High Availability baremetal kubernetes cluster from scratch

This comprehensive guide will allow you to quickly and easily set up a highly available bare metal kubernetes cluster from scratch. I write down my knowledge and what I have learned in this guide so it may help others who are in my position.

As of this writing the latest version of kubernetes is version 1.19.3


To start, you will need linux machines. This guide was written with ubuntu server 20.04 in mind but you can use whatever your prefered server linux distrubution is. We want to set aside 3 of these linux machines to act as our master nodes, the rest will be worker nodes. Preferebaly for high availability you would want at least 3 master nodes. Why not 2? Well the kubernetes documentation says it best:

"Do not use a cluster with two master replicas. Consensus on a two-replica cluster requires both replicas running when changing persistent state. As a result, both replicas are needed and a failure of any replica turns cluster into majority failure state. A two-replica cluster is thus inferior, in terms of HA, to a single replica cluster."
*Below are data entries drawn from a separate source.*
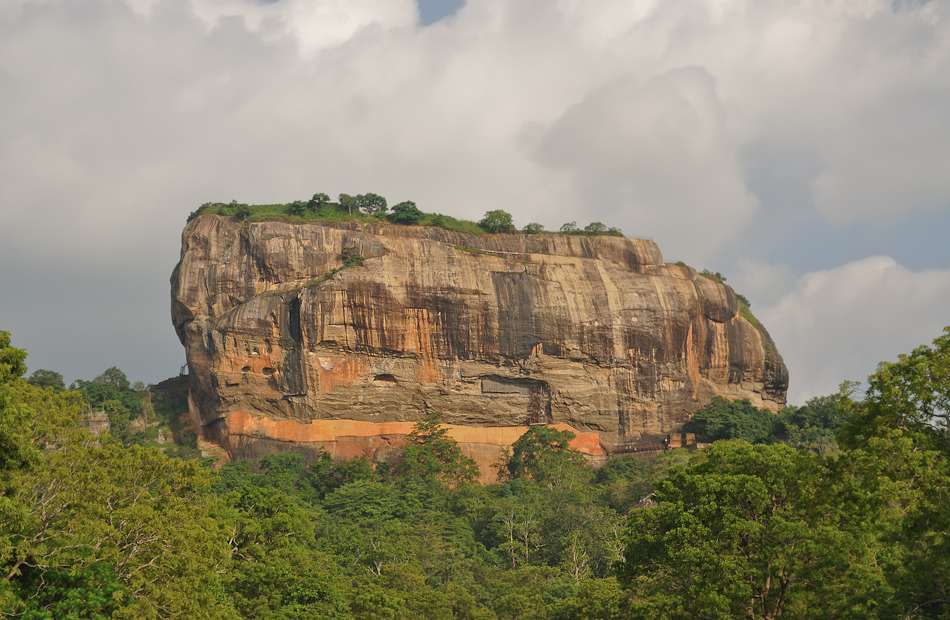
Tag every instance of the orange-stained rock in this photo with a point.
(495, 332)
(379, 441)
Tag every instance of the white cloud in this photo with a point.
(119, 117)
(838, 324)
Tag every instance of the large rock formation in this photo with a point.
(284, 323)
Master nodes do not need to have as many resources allocated to them as worker nodes, so if you're working with virtual machines you can devide the resources as follow:

Resources Master node Small Worker node Big Worker node
CPU 2 cores 4 cores 6 cores
Memory 4 - 6 GB 8 - 12 GB 12-16 GB
Storage 50 - 120 GB 60 - 120GB >120GB

CPU: More of a Proxmox issue, but some services running on kubernetes need to use native CPU and not an emulated (kvm) cpu. Depending on the expected workloads you might need more cpu.

Memory: Try to keep memory allocation consistent across a cluster. If a big node with more memory fails then it will need a lot of free memory on other nodes to rebalance to. If a smaller node with less memory fails it's less redistrobution happening, but smaller nodes might not meet the requirements of every service you plan to run. So keep this in mind when allocating memory.

Storage: A good thing to remember is where your persistent storage lives, if you have your kubernetes nodes sharing storage with your persistent services then make sure you have enough storage available on each node, if your persistent storage is located somewhere seperate from your nodes then they can get away with less storage.

I prefer to set up my machines with hostnames that indicate their role in the cluster, so master nodes will have hostnames such as master-node1 and worker nodes will have similar hostnames like k8s-worker1. It's also preferable to either have static IPs for your nodes or some kind of dns resolution, in this guide we will make use of nodes with static IP's.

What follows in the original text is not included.